In 1953, Cooper-Hewitt received from Richard C. Greenleaf (1887–1961) a gift of twelve pieces of embroidery and lace. One piece was an unusual band made in the Greek Islands in the eighteenth century. Embroidered using long-armed cross stitch in red silk on cream-colored linen, a portion of the design was copied from a much older pattern by the Italian designer Giovanni Andrea Vavassore (1510–1572). His book of embroidery designs, Esemplario di lavori or “Models of works” was published in 1532. While printed pattern sheets likely circulated before the sixteenth century, the bound books with designs for embroidery and cutwork proved to be a popular format in Europe. Published books came mainly from cities in Germany and Italy – centers of established international trade where higher rates of literacy guaranteed strong sales. In many cases, these early sixteenth century pattern books had designs that were neither novel nor highly sophisticated as the intended audience was not the expert needle worker. These are readily distinguishable as their dedications to virtuous work reveal that the patterns were meant to be easily executed by a different group – women of the aristocratic classes. Early patterns books were used repeatedly as sources of inspiration with some amateur needle workers taking patterns from different books to create new designs. They also became useful tools for teaching embroidery, and for this reason it is not surprising that these books had enduring value that extended to more remote European locations.

Page from Vavassore’s Esemplario di lavori with a bird and cornucopia.

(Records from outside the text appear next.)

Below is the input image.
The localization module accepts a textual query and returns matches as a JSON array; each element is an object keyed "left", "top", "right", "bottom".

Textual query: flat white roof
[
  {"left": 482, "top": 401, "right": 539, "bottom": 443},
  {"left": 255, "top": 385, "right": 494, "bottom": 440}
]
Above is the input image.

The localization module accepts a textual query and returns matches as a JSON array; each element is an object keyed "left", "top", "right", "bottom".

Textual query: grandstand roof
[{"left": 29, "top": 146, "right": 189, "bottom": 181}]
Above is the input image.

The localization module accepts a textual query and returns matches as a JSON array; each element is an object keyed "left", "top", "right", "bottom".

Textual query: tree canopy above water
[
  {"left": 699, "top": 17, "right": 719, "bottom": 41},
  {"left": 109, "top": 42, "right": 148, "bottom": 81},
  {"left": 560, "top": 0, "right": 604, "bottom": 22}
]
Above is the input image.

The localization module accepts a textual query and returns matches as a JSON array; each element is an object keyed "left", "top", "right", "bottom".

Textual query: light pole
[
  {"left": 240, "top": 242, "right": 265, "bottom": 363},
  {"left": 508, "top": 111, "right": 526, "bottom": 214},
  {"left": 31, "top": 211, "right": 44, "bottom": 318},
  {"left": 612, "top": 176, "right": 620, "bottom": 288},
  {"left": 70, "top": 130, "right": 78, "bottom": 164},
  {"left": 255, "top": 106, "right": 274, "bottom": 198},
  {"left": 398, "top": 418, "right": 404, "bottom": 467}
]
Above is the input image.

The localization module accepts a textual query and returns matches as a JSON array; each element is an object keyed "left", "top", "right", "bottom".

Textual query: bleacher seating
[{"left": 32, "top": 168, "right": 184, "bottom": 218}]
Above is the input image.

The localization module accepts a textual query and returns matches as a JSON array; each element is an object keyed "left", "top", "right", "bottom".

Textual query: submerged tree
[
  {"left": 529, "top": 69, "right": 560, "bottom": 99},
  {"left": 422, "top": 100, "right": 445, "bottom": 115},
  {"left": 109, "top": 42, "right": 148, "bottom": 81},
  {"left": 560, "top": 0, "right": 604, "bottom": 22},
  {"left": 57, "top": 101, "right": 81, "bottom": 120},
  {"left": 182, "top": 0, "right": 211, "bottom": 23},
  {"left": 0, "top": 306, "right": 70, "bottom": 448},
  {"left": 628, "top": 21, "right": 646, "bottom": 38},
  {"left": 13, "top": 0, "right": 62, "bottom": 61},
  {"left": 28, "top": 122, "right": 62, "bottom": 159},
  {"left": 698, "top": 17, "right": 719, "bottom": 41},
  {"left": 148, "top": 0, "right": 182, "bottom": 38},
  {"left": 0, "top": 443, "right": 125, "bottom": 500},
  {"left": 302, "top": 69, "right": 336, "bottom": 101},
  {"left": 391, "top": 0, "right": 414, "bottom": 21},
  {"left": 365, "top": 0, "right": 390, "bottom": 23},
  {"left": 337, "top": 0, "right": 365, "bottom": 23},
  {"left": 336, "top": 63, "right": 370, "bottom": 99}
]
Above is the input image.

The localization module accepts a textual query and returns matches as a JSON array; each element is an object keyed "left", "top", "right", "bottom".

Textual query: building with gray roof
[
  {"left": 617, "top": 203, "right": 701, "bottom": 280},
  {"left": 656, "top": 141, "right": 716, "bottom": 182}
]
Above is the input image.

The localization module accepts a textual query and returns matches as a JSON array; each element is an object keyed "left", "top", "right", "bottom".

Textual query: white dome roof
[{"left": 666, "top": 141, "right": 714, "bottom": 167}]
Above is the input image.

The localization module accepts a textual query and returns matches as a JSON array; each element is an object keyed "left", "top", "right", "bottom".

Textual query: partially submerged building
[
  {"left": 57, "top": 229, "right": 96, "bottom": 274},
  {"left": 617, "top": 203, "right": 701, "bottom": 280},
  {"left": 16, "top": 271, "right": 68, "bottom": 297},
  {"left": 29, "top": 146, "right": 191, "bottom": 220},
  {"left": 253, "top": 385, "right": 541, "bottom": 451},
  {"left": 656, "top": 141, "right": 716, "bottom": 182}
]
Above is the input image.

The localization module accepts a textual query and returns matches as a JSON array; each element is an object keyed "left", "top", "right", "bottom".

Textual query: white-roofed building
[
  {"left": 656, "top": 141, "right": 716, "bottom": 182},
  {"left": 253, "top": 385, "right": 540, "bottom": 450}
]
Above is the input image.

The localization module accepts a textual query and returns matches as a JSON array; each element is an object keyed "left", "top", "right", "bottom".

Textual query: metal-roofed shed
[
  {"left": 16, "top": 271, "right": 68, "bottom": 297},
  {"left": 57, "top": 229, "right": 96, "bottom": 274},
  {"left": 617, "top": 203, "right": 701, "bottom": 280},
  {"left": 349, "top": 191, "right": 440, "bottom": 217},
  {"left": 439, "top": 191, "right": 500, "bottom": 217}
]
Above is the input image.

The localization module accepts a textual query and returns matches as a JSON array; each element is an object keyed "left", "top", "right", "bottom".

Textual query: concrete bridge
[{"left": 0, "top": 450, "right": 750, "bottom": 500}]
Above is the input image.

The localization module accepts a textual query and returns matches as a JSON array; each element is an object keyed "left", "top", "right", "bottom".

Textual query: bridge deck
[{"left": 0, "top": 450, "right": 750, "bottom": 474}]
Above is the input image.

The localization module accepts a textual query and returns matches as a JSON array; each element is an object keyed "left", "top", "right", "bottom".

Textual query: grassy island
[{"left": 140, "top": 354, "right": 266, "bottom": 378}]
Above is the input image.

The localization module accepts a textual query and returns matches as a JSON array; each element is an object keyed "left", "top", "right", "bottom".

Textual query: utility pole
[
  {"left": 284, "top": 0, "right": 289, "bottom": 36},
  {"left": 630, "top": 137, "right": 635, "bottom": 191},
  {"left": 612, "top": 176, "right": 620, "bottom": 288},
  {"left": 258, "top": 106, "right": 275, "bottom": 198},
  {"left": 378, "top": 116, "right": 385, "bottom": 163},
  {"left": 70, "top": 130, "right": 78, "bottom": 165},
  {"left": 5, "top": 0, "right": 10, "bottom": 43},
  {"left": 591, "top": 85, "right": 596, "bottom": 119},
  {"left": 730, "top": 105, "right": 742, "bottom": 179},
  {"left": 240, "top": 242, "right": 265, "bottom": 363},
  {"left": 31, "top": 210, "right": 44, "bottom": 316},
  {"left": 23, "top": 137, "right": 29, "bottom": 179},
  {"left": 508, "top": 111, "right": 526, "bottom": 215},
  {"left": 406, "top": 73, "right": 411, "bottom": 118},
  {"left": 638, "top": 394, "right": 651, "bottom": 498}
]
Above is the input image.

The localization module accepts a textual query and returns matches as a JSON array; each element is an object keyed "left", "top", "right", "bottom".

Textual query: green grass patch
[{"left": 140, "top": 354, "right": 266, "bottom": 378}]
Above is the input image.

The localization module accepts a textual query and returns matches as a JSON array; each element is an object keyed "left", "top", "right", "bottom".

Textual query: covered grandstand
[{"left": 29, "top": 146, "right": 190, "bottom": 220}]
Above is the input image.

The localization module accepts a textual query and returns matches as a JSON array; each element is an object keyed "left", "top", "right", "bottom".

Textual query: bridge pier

Red and white embroidered bands bearing designs from pattern books are ubiquitous in textile collections. They were used to decorate many types of domestic linens such as towels, bedding and cushion covers especially in Italy and Spain, which explains why so many examples exist today. Designs range from simple geometric shapes to more complex patterns showing architectural elements, human figures, animals and mythological creatures. Cooper-Hewitt’s band has a complex arrangement of birds and mermaids along with overflowing cornucopias and other scrolling shapes. The confronted birds with cornucopias are copied from Vavassore’s pattern book, but the addorsed mermaids with scrolling forms, a very common motif of the sixteenth century, are from another source. The top half of the design is reflected below in a mirror image.